Fia Cumming's commentary is at times rendered unintelligible by the fact that it, too, has apparently not been edited or proof-read. Many sentences begin in one tense and end in another, contain spelling mistakes, or say things like: "But Richardson was not privileged to actually meet these high fliers, but they probably would not have been receptive anyway." Whoever is responsible for the book's punctuation (furthermore) would blow out the remedial teaching budget of a large primary school. And many of the names in the photo captions are wrong.
In terms of its substance, Mates has much raw information, and some surprises. It can get repetitious, in that most of the personalities involved are, frankly, rather grim and one-dimensional. It deals, moreover, with thirty years of who hated whom, how X got knee-capped and Y promoted, and above all "how we got the numbers" - in Young Labor, in the state then the national conferences, and finally in the federal caucus. But it is particularly good on the long push to get Bob Hawke into the ALP leadership. Richardson states that had the Victorian Right continued to oppose uranium mining in1982, he and the NSW Right would have transferred their support for Hawke (a Victorian) to Keating; whereupon Keating would have taken the leadership from Hayden, and subsequently the Prime Ministership. In other words, Australia now mines uranium because the Victorian Right didn't want to lose the chance of getting their man into the Lodge.

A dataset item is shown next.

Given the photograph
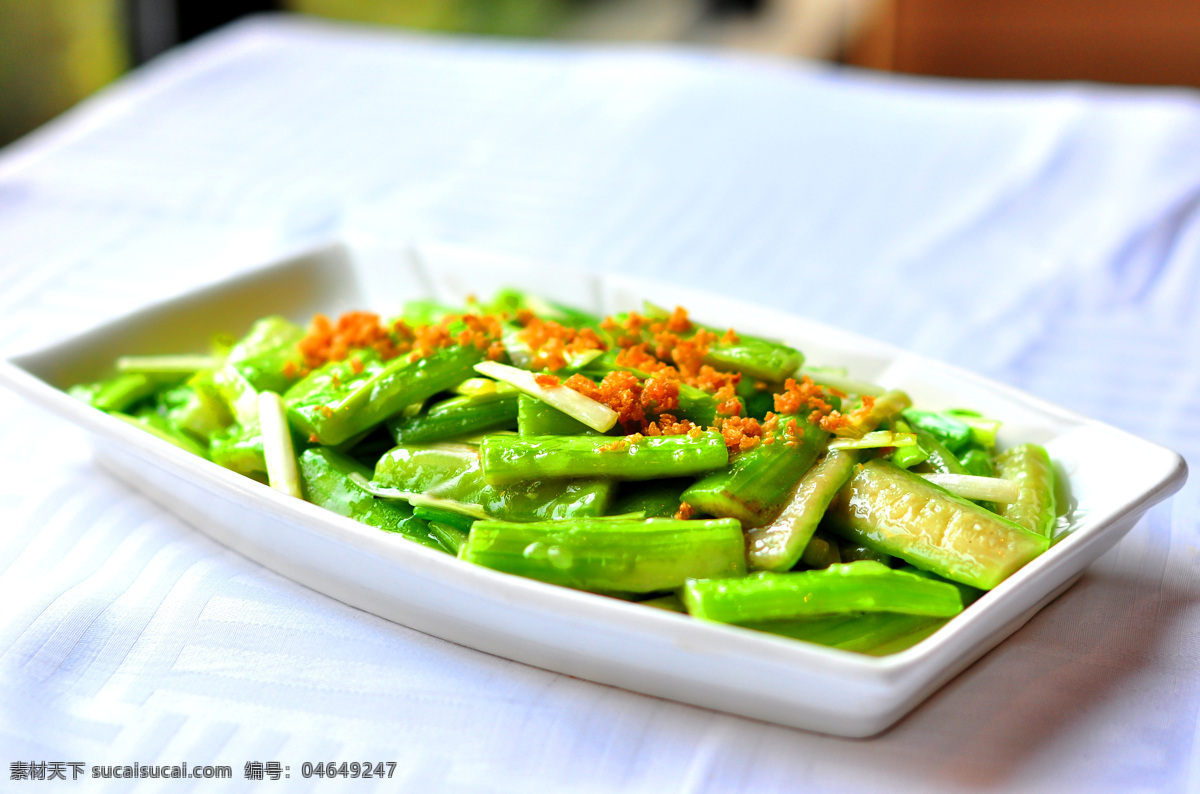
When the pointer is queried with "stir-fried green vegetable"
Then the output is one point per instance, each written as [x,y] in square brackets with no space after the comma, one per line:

The general tone of Mates is like that of the mid-eighties Press Gallery: a little starstruck. There is consistent admiration for this group of independent, courageous men who fought their way into the nation's engine room, en route laying waste to tories and socialists alike. This romantic edifice falls over when we consider that, confronted with (for example) US global interests, Indonesian regional interests, or Rupert Murdoch's local interests, their "independence" and "courage" have regularly gone rather limp. None of this is touched upon.
Such skepticism is easy - at least until one stumbles into the elongated shadow of Paul Keating. Notwithstanding the above failing (which he shares) Keating's ambition, articulation and brilliance all come through here in an unusually raw form, and will be savoured by his scattered but still strong band of aficionados.
However most of Keating's contemporaries (the people who largely rule our destinies, or want to) come across as mediocrities and hatchet-men. Perhaps this is reason enough for journalists to desist now, after ten long years, from encouraging them in the pursuit of their worst inclinations.